This repository is concerned about the data we're going to ingress to the application, like how we clean and process the data. For the application itself we created a separate github link
Our goal in gathering data was to provide voters with information on the 44,000 candidates running this upcoming elections. We sourced data from previous elections, to get previous candidacy details. We then tried processing election results which became a problem as Comelecs data was hacked and corrupted back in 2016. We also faced the problem of having to mine data with inconsistent formats, which required a different script each time.
- Install the Latest APK release Here:
For a more detailed instruction guide visit Veripol App Github
To reproduce the code, make sure to install all the dependencies and modules with respect to the python script you want to run. The libraries used in each python file are commented right beside the imports
It all started with scraping the data from the https://comelec.gov.ph/?r=2022NLE/ListsofCandidates/TentativeListsofCandidates containing PDF files for each local and national candidates
The first step is to use python script that imports beatifulsoup4 to parse the HTML source code from the website and capture the links associated to the anchor tags. These links are saved to a list in python and after collecting all of the links, it is iterated through a loop and download each file with a user-defined helper function "download(url: str, dest_folder: str, filename: str)"
This process then outputs a set of folders with respect to their location in the format of REGION_NUMBER/PROVINCE/MUNICIPALITY.PNG
The PDF Files are then fed to another python script that merges all the PDF files into 2 parts, since this is in preparation for converting the PDF file to and XLSX file.

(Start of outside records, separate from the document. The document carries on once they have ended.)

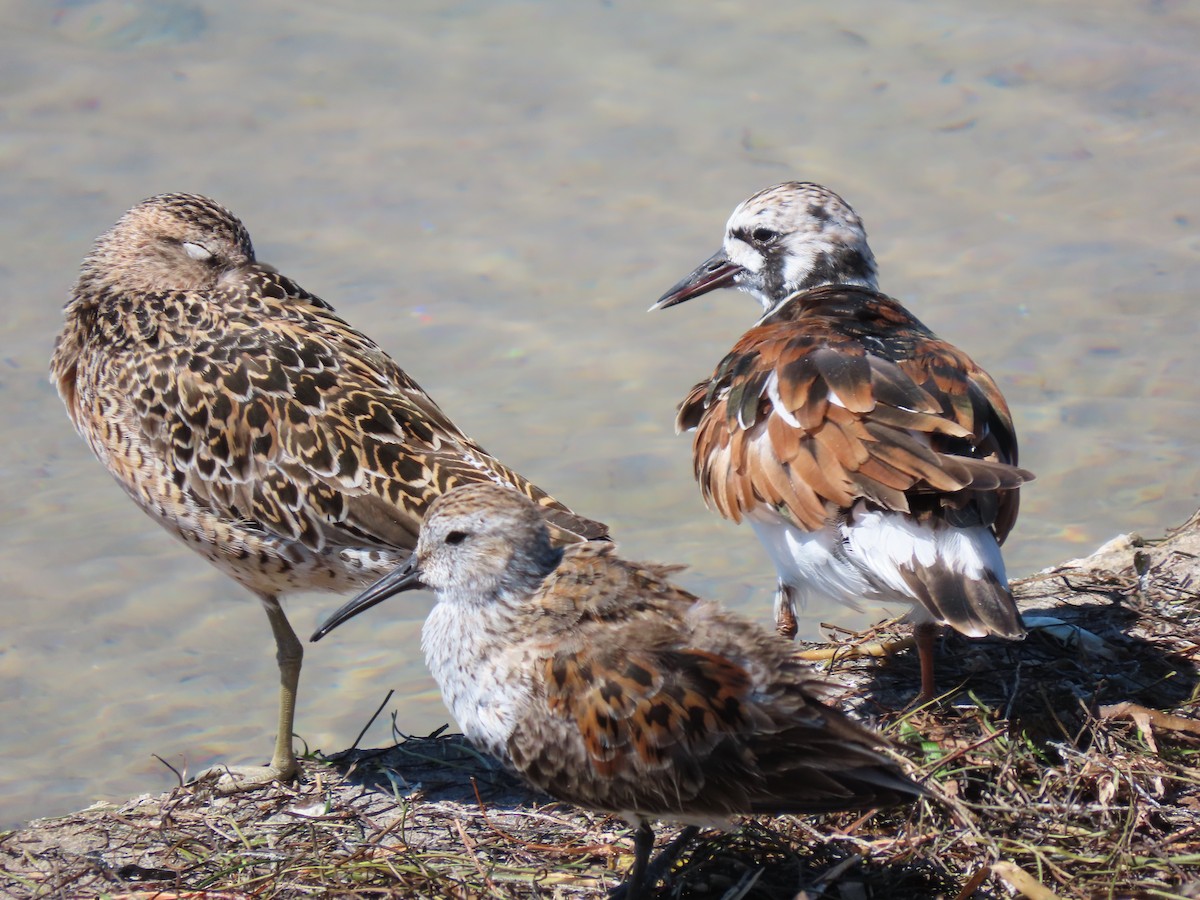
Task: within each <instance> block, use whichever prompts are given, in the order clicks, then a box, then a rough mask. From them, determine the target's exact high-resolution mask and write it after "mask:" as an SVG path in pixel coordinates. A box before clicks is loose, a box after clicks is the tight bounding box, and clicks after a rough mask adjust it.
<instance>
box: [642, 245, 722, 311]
mask: <svg viewBox="0 0 1200 900" xmlns="http://www.w3.org/2000/svg"><path fill="white" fill-rule="evenodd" d="M739 271H742V266H740V265H738V264H737V263H733V262H731V260H730V258H728V257H727V256H725V250H724V248H722V250H719V251H716V252H715V253H713V256H710V257H709V258H708V259H706V260H704V262H703V263H701V264H700V265H697V266H696V269H695V270H694V271H692V274H691V275H689V276H688V277H685V278H684V280H683V281H680V282H679V283H677V284H676V286H674V287H673V288H671V289H670V290H668V292H667V293H665V294H664V295H662V296H660V298H659V300H658V302H656V304H654V306H652V307H650V312H653V311H654V310H665V308H667V307H668V306H674V305H676V304H682V302H683V301H684V300H691V299H692V298H694V296H700V295H701V294H707V293H708V292H709V290H716V288H724V287H727V286H728V284H731V283H732V282H733V278H734V276H736V275H737V274H738V272H739Z"/></svg>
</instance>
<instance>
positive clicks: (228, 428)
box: [50, 193, 606, 790]
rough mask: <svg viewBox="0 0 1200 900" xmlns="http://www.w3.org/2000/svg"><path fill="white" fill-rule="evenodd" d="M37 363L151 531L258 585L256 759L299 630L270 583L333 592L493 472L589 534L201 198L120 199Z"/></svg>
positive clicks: (261, 781) (369, 583)
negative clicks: (50, 348) (266, 630)
mask: <svg viewBox="0 0 1200 900" xmlns="http://www.w3.org/2000/svg"><path fill="white" fill-rule="evenodd" d="M65 314H66V325H65V326H64V329H62V332H61V334H60V335H59V338H58V342H56V344H55V349H54V358H53V360H52V362H50V376H52V382H53V383H54V384H55V385H56V386H58V390H59V394H60V395H61V397H62V401H64V402H65V403H66V407H67V412H68V413H70V415H71V419H72V421H73V422H74V425H76V428H77V430H78V431H79V433H80V434H82V436H83V437H84V439H85V440H86V442H88V444H89V445H90V446H91V449H92V451H94V452H95V454H96V456H97V457H98V458H100V461H101V462H103V463H104V466H106V467H107V468H108V470H109V472H110V473H112V474H113V476H114V478H115V479H116V481H118V482H119V484H120V485H121V487H124V488H125V491H126V492H127V493H128V494H130V497H132V498H133V500H134V502H136V503H137V504H138V505H139V506H142V509H144V510H145V511H146V512H148V514H149V515H150V516H151V517H152V518H154V520H155V521H157V522H158V523H160V524H161V526H163V528H166V529H167V530H168V532H170V533H172V534H174V535H175V536H178V538H180V539H181V540H182V541H185V542H186V544H187V545H190V546H191V547H192V548H193V550H196V551H197V552H198V553H200V554H202V556H204V557H205V558H206V559H209V560H210V562H211V563H214V564H215V565H216V566H217V568H218V569H221V570H222V571H224V572H226V574H227V575H229V576H232V577H233V578H235V580H236V581H238V582H240V583H241V584H244V586H245V587H246V588H248V589H250V590H251V592H253V593H254V594H257V595H258V598H259V600H262V602H263V606H264V607H265V610H266V617H268V619H269V620H270V624H271V631H272V634H274V635H275V646H276V650H277V656H276V658H277V660H278V666H280V680H281V691H280V718H278V731H277V734H276V742H275V752H274V755H272V758H271V762H270V764H269V766H266V767H251V768H242V769H238V770H227V772H228V778H226V779H223V781H222V787H223V790H240V788H242V787H252V786H254V785H258V784H265V782H269V781H272V780H283V779H288V778H290V776H292V775H293V774H294V773H295V770H296V761H295V755H294V754H293V750H292V725H293V718H294V709H295V695H296V684H298V682H299V677H300V662H301V658H302V646H301V643H300V641H299V640H298V638H296V636H295V632H294V631H293V630H292V626H290V624H288V619H287V616H286V614H284V612H283V608H282V607H281V605H280V596H281V595H283V594H287V593H288V592H293V590H338V592H342V590H348V589H358V588H361V587H362V586H365V584H370V583H371V582H372V581H374V580H376V578H378V577H379V576H380V575H383V574H384V572H388V571H391V570H392V569H395V566H396V565H397V564H400V563H401V562H403V560H404V559H406V558H407V557H408V556H409V552H410V551H412V548H413V546H414V545H415V544H416V534H418V530H419V527H420V523H421V520H422V517H424V516H425V512H426V510H427V508H428V505H430V503H431V502H432V500H433V499H434V498H437V497H438V496H439V494H440V493H443V492H444V491H446V490H449V488H450V487H454V486H455V485H461V484H470V482H476V481H491V482H497V484H502V485H505V486H506V488H515V491H520V492H522V493H523V494H527V496H528V497H532V498H533V499H534V500H536V503H538V504H539V505H540V506H541V508H542V509H545V510H546V515H547V518H548V521H550V522H551V523H552V529H553V534H554V539H556V540H559V541H571V540H578V539H592V538H599V536H604V535H605V533H606V529H605V527H604V526H602V524H600V523H596V522H592V521H589V520H587V518H583V517H581V516H576V515H575V514H572V512H571V511H570V510H569V509H568V508H566V506H564V505H563V504H560V503H558V502H557V500H554V499H553V498H551V497H550V496H547V494H546V493H545V492H544V491H541V490H540V488H538V487H536V486H534V485H532V484H530V482H529V481H527V480H526V479H523V478H522V476H521V475H518V474H517V473H515V472H512V470H511V469H509V468H505V467H504V466H502V464H500V463H499V462H497V461H496V460H494V458H492V457H491V456H488V455H487V452H486V451H485V450H484V449H482V448H480V446H479V445H478V444H476V443H475V442H473V440H472V439H470V438H468V437H467V436H466V434H463V433H462V432H461V431H460V430H458V428H457V427H456V426H455V425H454V422H451V421H450V419H449V418H446V415H445V413H443V412H442V410H440V409H439V408H438V406H437V404H436V403H434V402H433V401H432V400H431V398H430V397H428V395H427V394H425V391H422V390H421V389H420V388H419V386H418V385H416V383H415V382H413V379H412V378H409V377H408V376H407V374H404V372H403V371H401V368H400V367H398V366H397V365H396V364H395V362H394V361H392V360H391V359H389V356H388V355H386V354H385V353H384V352H383V350H382V349H379V347H378V346H377V344H376V343H374V342H373V341H372V340H371V338H370V337H367V336H366V335H364V334H361V332H359V331H355V330H354V329H352V328H350V326H349V325H347V324H346V323H344V322H343V320H342V319H340V318H338V317H337V316H335V314H334V311H332V308H331V307H330V306H329V305H328V304H326V302H325V301H324V300H322V299H320V298H318V296H316V295H313V294H310V293H308V292H307V290H305V289H304V288H301V287H300V286H299V284H296V283H295V282H294V281H292V280H290V278H287V277H284V276H283V275H281V274H278V272H277V271H275V270H274V269H272V268H270V266H268V265H263V264H260V263H258V262H257V260H256V259H254V250H253V247H252V245H251V241H250V234H248V233H247V232H246V228H245V226H242V223H241V222H240V221H239V220H238V218H236V217H235V216H234V215H233V214H232V212H229V211H228V210H226V209H224V208H222V206H220V205H217V204H216V203H214V202H212V200H210V199H208V198H206V197H199V196H196V194H185V193H168V194H160V196H157V197H151V198H150V199H148V200H144V202H143V203H139V204H138V205H136V206H133V209H131V210H130V211H128V212H126V214H125V215H124V216H122V217H121V218H120V221H118V222H116V224H115V226H113V227H112V228H110V229H109V230H108V232H106V233H104V234H103V235H101V236H100V238H98V239H97V241H96V245H95V247H94V248H92V251H91V253H90V254H89V256H88V257H86V259H84V262H83V266H82V271H80V275H79V281H78V283H77V284H76V288H74V294H73V296H72V299H71V301H70V302H68V304H67V306H66V313H65Z"/></svg>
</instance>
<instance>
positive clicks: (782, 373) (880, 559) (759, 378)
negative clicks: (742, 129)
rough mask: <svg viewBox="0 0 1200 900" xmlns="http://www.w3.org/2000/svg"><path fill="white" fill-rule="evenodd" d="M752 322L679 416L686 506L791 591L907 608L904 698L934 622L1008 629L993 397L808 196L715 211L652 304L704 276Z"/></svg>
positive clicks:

The limitation occurs in this conversion part where there is a limit of the number of pages that the conversion software can handle. This merging is just done by PyPDF2 module.
Since there are already 2 Merged PDF Files, the conversion from PDF to XLSX is also done twice. This is done using Adobe Acrobat by exporting the PDF File as an XLSX File.
This process outputs 2 XLSX Files
The XLSX Files can be coverted to a CSV Files through Microsoft Excel by saving it as a CSV File. Since there are 2 XLSX files, then there will also be 2 CSV Files.
At this point, these 2 CSV files can be merged to one, but following through the experience, they remained to be separated.
The 2 CSV Files are fed to a python script that uses "csv" module to simplify the workload of iterating through each row of the CSV files.
The extraction of data are done based on the Entity Relationship Diagram which are also made as class models in a python file.
At this step, it already requires SQLAlchemy to handle the database. The database contains the following tables
- Location
- Position
- PoliticalParty
- Candidate
- FiledCandidacy
- ElectionResult
- HouseBills
- SenateBills
The data is first residing on a local database to answer immidiate concerns to create the application. This also saves time and read/write quota incurred from firebase' free tier pack.
Once the data were finalized, the database file is then fed to a python script that imports SQLAlchemy to read the database and pyrebase module to push the data to the firestore.
After some hours, the data from the local SQLite db are already copied into the NoSQSL firebase firebase.
- Due to limitation of Firebase Firestore Free Tier, pushing previous years of candidacy (2019, 2016, 2010, etc) is challenging due to time constraints and quota that firebase has allocated for free tier packages.
- Firebase only allows 50,000 document reads per day
- Firebase only allows 20,000 document writes The total data for filed candidacy table alone has around 44,000 rows and another 44,000 rows on candidates table just for the 2022 candidates. This huge amount of data takes days or weeks to fully push all of the data. This also implies that including the previous years of candidacies will increase the amount of documment writes needed.